Midst the Chaos of the last few weeks – laying out chapbooks, re-writing a panel presentation, prepping for 2 AWP readings, applying for jobs, planning my son’s birthday party, and steeling myself for a potentially major life-changing event – I re-read A Wrinkle in Time for the first time in 30-odd years. Oddly, there was never a more appropriate time for me to read it – thick in the maelstrom of the Black Thing (fears) as I am, learning how to fight back with more love, less anger. It’s been a delight to feel whisked away from the subway cattle while en route to my own veal pen, to feel tessered, untethered, caught in the whirl, but temporarily giddy with it, not anxious.

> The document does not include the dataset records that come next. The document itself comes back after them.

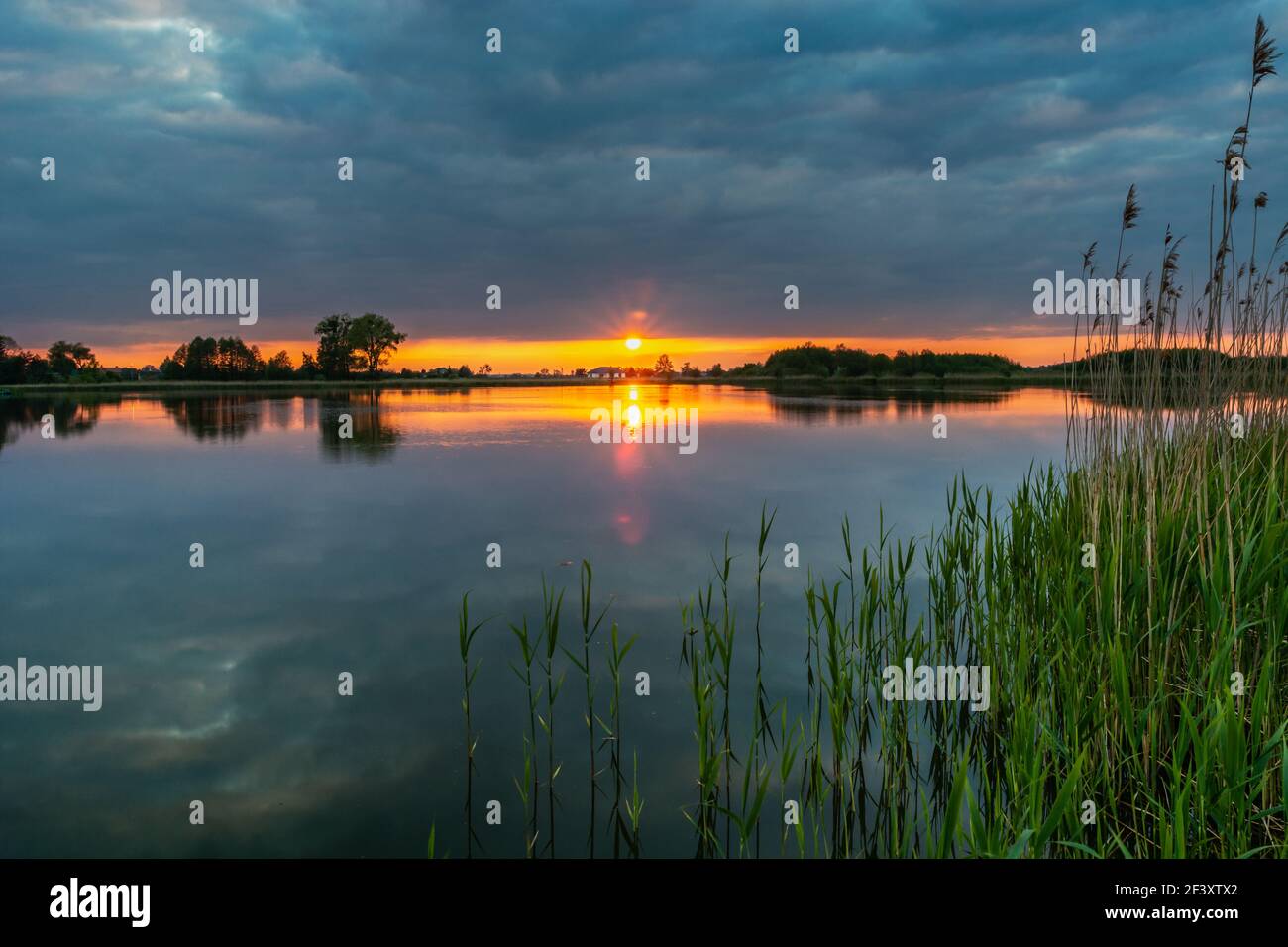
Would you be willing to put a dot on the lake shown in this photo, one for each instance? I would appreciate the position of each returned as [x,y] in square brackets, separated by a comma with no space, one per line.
[327,554]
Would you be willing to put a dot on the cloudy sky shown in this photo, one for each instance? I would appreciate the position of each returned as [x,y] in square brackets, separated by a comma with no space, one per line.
[518,169]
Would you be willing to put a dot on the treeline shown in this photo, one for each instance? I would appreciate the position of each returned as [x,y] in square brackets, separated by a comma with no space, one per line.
[62,363]
[1170,361]
[347,348]
[818,361]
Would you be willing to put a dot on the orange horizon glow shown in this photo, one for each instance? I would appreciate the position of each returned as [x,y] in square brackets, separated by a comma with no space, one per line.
[527,356]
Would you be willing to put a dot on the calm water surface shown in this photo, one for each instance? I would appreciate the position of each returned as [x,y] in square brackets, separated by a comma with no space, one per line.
[327,556]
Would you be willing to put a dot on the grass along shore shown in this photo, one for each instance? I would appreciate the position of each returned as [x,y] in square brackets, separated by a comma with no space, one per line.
[1131,607]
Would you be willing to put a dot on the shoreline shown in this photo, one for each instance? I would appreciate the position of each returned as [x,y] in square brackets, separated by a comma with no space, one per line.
[1037,379]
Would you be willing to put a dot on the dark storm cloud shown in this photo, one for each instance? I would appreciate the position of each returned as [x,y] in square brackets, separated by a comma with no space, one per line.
[518,169]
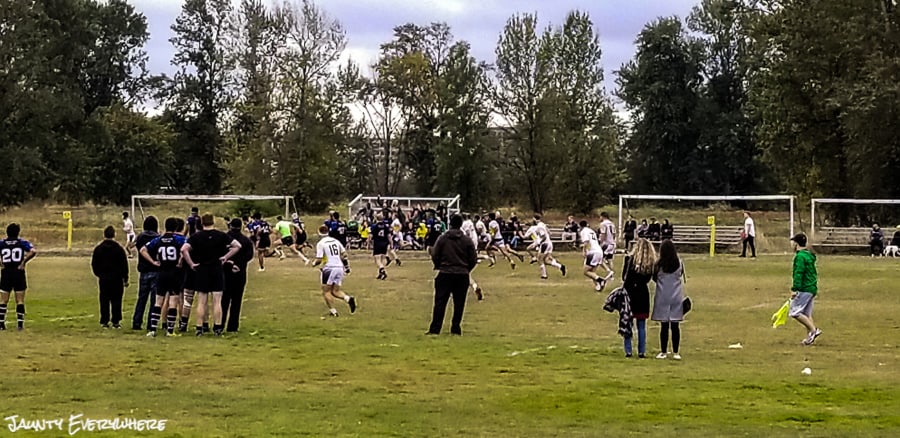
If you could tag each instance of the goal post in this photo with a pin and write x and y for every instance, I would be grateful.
(788, 198)
(406, 202)
(817, 201)
(288, 200)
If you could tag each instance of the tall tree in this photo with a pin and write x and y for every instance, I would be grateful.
(200, 97)
(523, 67)
(661, 89)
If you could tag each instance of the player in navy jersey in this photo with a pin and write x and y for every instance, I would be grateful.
(164, 252)
(263, 232)
(14, 254)
(381, 241)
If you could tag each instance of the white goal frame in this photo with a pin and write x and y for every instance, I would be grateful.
(789, 198)
(288, 200)
(814, 201)
(452, 204)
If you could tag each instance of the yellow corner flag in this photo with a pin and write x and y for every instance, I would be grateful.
(780, 317)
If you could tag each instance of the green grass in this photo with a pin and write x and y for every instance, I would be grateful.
(536, 359)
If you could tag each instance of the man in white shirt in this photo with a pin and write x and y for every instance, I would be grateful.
(593, 255)
(608, 243)
(541, 236)
(130, 237)
(335, 256)
(749, 235)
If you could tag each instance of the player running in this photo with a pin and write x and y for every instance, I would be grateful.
(335, 256)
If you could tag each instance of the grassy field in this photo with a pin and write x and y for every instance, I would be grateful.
(537, 358)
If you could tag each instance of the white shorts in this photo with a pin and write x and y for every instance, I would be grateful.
(332, 276)
(593, 259)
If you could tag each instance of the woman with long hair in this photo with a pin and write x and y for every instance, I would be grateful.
(668, 300)
(640, 264)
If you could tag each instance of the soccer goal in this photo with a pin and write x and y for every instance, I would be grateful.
(847, 221)
(698, 230)
(407, 203)
(137, 205)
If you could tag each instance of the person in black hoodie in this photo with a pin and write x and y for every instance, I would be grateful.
(147, 272)
(235, 277)
(110, 265)
(454, 258)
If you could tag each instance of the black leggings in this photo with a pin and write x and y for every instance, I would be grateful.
(664, 336)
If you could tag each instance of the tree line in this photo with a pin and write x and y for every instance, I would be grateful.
(739, 97)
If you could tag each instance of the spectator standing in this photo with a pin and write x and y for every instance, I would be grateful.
(110, 265)
(749, 235)
(147, 273)
(454, 258)
(668, 307)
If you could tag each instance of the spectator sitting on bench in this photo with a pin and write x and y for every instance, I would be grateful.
(570, 231)
(642, 229)
(876, 240)
(667, 231)
(654, 230)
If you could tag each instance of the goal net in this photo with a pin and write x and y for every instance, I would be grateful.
(844, 216)
(773, 215)
(220, 205)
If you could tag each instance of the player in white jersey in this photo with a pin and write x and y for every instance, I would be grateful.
(498, 243)
(607, 237)
(468, 228)
(335, 256)
(541, 237)
(593, 255)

For a while now, I’ve felt called to return to AWIT as if it held a potency, a vastness, a key of sorts to return me to blacked-out parts of my childhood I can’t recall for some reason or another. To reconnect with a younger me connecting with the joy, vitality, resiliency, and anger of Meg – how it might have encouraged me to endure and trust myself as a teen. But – I don’t remember how I felt when I read it as a child. Just remember being lost so completely in stories that I felt dissolved – as though the corporeal me faded ever so slightly from the world, as though a book’s close allowed my body to re-inhabit rooms in a new way that felt brighter, buoyant.
So – thank you, Madeleine L’Engle for helping me through yet another transition. Thank you, Aunt Beast. And thanks to Diane and Phoenix for the reminder.